Камера показывала теперь не лес. Она была на просеке, и тут стояло несколько машин, а вокруг машин клубились шумные люди.
— Земляника, земляника! — вскрикивала женщина с короткой стрижкой и зелеными брызгами крохотных сережек в ушах. — Вы как хотите, а я…
— Да брось ты! — ворчал на нее неприятный толстяк: он был в майке и в шортах, и майка слегка задралась, обнажая спутанные заросли черных волос на плотно налитом животе. — Мы — купаться, ты — земляника…
— Да тут была, я помню… — настаивала женщина. — Никуда без земляники! Ни-ку-да!
— Да, землянику хочу, хочу! — Маленький мальчишка рядом с ней едва не расплакался, понимая, что взрослые хотят уехать.
— Вот! — Женщина торжествующе схватила ребенка за руку. — Мы в лес!
— Слушай, — вкрадчиво протянула мальчишке худая брюнетка, носастая и хитрая, как чернобурая лиса, — поехали на берег, а я тебе жвачки импортной дам… Вот у меня тут… Была где-то тут…
Чернобурка захлопала по карманам, запустила руку в неглубокую дамскую сумочку и ничего там не нашла. Она растерянно подняла глаза, но мальчик и женщина уже шли к лесу, и толстяк раздраженно плелся за ними.
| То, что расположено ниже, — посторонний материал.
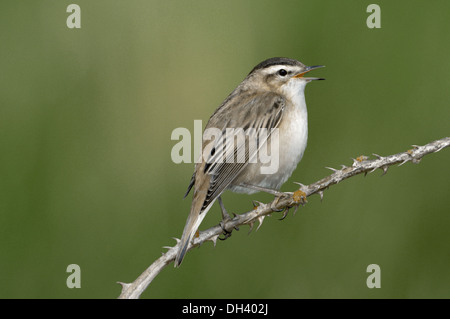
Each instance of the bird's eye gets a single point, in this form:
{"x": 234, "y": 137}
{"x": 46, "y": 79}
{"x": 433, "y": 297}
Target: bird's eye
{"x": 282, "y": 72}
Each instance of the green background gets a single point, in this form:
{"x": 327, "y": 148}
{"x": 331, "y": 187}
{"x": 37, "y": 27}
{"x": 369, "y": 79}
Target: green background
{"x": 86, "y": 175}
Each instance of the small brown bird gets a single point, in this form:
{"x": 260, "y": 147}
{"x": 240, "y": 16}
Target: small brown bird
{"x": 270, "y": 99}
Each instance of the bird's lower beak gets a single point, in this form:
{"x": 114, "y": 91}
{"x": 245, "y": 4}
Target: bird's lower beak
{"x": 309, "y": 68}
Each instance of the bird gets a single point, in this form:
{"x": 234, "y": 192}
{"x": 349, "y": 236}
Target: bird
{"x": 270, "y": 99}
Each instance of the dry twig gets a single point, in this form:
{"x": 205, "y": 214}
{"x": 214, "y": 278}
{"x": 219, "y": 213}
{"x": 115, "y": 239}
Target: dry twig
{"x": 361, "y": 164}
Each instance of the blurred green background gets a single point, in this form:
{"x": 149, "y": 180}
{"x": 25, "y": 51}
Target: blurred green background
{"x": 86, "y": 175}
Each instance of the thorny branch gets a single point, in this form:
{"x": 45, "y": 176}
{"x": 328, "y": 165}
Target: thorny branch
{"x": 361, "y": 164}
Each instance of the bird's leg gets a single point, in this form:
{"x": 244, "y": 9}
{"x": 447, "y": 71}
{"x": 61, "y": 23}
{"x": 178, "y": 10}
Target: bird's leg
{"x": 225, "y": 217}
{"x": 278, "y": 195}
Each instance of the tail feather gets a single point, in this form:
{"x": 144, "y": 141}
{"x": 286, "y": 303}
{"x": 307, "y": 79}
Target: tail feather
{"x": 193, "y": 222}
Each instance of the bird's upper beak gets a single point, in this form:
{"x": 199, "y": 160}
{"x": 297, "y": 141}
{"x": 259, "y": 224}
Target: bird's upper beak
{"x": 307, "y": 69}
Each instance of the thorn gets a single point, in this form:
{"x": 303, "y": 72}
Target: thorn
{"x": 256, "y": 204}
{"x": 377, "y": 156}
{"x": 214, "y": 239}
{"x": 285, "y": 212}
{"x": 373, "y": 170}
{"x": 124, "y": 285}
{"x": 361, "y": 158}
{"x": 299, "y": 197}
{"x": 251, "y": 227}
{"x": 301, "y": 185}
{"x": 321, "y": 195}
{"x": 406, "y": 160}
{"x": 260, "y": 220}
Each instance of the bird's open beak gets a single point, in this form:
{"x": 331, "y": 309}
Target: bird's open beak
{"x": 309, "y": 68}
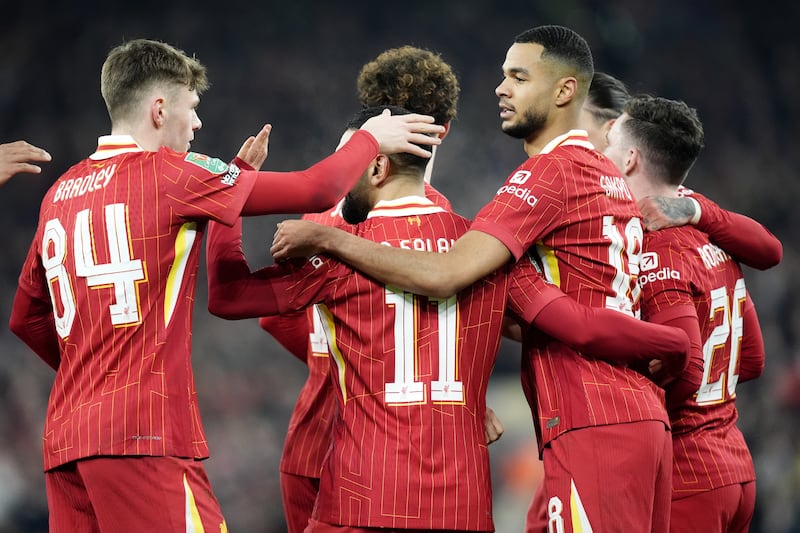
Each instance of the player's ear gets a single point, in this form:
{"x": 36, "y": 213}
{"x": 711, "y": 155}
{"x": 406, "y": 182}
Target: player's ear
{"x": 632, "y": 160}
{"x": 158, "y": 112}
{"x": 565, "y": 90}
{"x": 446, "y": 130}
{"x": 380, "y": 170}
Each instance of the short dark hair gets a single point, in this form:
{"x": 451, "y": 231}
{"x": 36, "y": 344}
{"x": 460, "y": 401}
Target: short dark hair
{"x": 413, "y": 78}
{"x": 134, "y": 66}
{"x": 668, "y": 132}
{"x": 607, "y": 97}
{"x": 564, "y": 46}
{"x": 413, "y": 163}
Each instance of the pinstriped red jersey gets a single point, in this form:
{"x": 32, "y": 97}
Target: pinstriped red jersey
{"x": 116, "y": 250}
{"x": 569, "y": 208}
{"x": 410, "y": 373}
{"x": 682, "y": 267}
{"x": 309, "y": 435}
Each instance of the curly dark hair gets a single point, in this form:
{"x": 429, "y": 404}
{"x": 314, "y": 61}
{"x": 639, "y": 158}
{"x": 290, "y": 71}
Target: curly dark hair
{"x": 413, "y": 78}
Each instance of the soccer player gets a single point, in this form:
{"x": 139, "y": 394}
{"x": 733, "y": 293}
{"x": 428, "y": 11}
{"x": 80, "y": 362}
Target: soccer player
{"x": 415, "y": 79}
{"x": 690, "y": 282}
{"x": 18, "y": 157}
{"x": 754, "y": 244}
{"x": 746, "y": 239}
{"x": 370, "y": 325}
{"x": 105, "y": 295}
{"x": 568, "y": 206}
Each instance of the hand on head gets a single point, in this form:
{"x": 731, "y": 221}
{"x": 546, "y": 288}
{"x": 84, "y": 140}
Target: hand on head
{"x": 402, "y": 133}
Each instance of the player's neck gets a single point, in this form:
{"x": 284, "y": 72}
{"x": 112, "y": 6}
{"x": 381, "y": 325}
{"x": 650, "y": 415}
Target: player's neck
{"x": 559, "y": 126}
{"x": 401, "y": 186}
{"x": 142, "y": 137}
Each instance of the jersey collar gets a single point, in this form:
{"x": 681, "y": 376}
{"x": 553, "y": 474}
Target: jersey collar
{"x": 571, "y": 138}
{"x": 403, "y": 207}
{"x": 113, "y": 145}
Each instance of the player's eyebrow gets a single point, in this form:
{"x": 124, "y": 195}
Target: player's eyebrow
{"x": 516, "y": 70}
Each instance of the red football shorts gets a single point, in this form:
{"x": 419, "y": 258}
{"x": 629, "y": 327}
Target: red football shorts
{"x": 315, "y": 526}
{"x": 606, "y": 479}
{"x": 299, "y": 494}
{"x": 124, "y": 494}
{"x": 724, "y": 510}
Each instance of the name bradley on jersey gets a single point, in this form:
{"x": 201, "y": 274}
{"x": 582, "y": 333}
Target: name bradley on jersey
{"x": 79, "y": 186}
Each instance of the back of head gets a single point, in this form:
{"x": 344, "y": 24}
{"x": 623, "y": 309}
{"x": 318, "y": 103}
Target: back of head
{"x": 668, "y": 133}
{"x": 407, "y": 163}
{"x": 413, "y": 78}
{"x": 566, "y": 48}
{"x": 135, "y": 66}
{"x": 607, "y": 97}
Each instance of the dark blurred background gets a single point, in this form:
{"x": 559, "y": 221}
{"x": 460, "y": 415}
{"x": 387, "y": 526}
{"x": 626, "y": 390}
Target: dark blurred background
{"x": 294, "y": 64}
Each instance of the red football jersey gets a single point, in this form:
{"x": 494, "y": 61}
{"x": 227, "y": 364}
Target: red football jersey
{"x": 682, "y": 267}
{"x": 569, "y": 208}
{"x": 309, "y": 435}
{"x": 410, "y": 375}
{"x": 116, "y": 250}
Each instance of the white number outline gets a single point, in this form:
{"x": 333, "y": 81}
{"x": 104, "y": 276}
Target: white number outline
{"x": 405, "y": 389}
{"x": 626, "y": 290}
{"x": 121, "y": 272}
{"x": 732, "y": 327}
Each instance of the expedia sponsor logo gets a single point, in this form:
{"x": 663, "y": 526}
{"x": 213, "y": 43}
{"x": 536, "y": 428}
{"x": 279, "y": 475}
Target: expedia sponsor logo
{"x": 519, "y": 177}
{"x": 615, "y": 187}
{"x": 230, "y": 177}
{"x": 523, "y": 194}
{"x": 649, "y": 261}
{"x": 660, "y": 275}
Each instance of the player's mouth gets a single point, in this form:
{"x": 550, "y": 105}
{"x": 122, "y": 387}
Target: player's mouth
{"x": 506, "y": 111}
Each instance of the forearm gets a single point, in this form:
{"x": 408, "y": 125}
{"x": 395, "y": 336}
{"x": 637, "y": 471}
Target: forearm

Они шли прямо к тому кусту, где сидел мужчина, и он начал отходить назад, а потом и вовсе скрылся в подлеске, а Виктор вылез из кустов и, придерживая рукой кепку с лисичками, отправился к станции.
Виктор выдохнул с облегчением. Он потянулся к пульту, чтобы выключить телевизор, и выключил бы, если бы не заставка, которая встревожила его хаотичным мельканием жирных желтых царапин и небрежно написанных цифр. Она была на экране всего несколько секунд, а потом снова сменилась сценой на просеке — будто кто-то отмотал пленку назад.
— Хочешь, я тебе жвачки импортной дам? — Неприятная чернобурка снова наклонилась к мальчику и, сунув руку в сумочку, моментально извлекла оттуда яркий вишневый блок.
У ребенка загорелись глаза.
Люди расселись по машинам, и просека опустела.
Мальчишка принялся выбираться из куста: спиной, стараясь не растерять грибы. Мужчина двинулся вперед: быстро, бесшумно. Он оказался возле ребенка в считанные секунды и подхватил его сзади под мышки: прижал, закрыл рот ладонью. Мальчик дернулся, и кепка, взорвавшись оранжевыми брызгами лисичек, упала на землю.
В следующее мгновение он вырвался: извернулся и почти вывалился из рук нападавшего. Побежал. Камера рванулась сквозь зелень, и ветки стали хлестать по объективу. Потом мир ринулся вверх, в кадре оказалась земля, затем, как-то сразу, практически без перехода, блеклое небо с облаком и страшное квадратное лицо, на котором верхней губы почти не было, а нижняя была широкой и яркой, как ягода малины.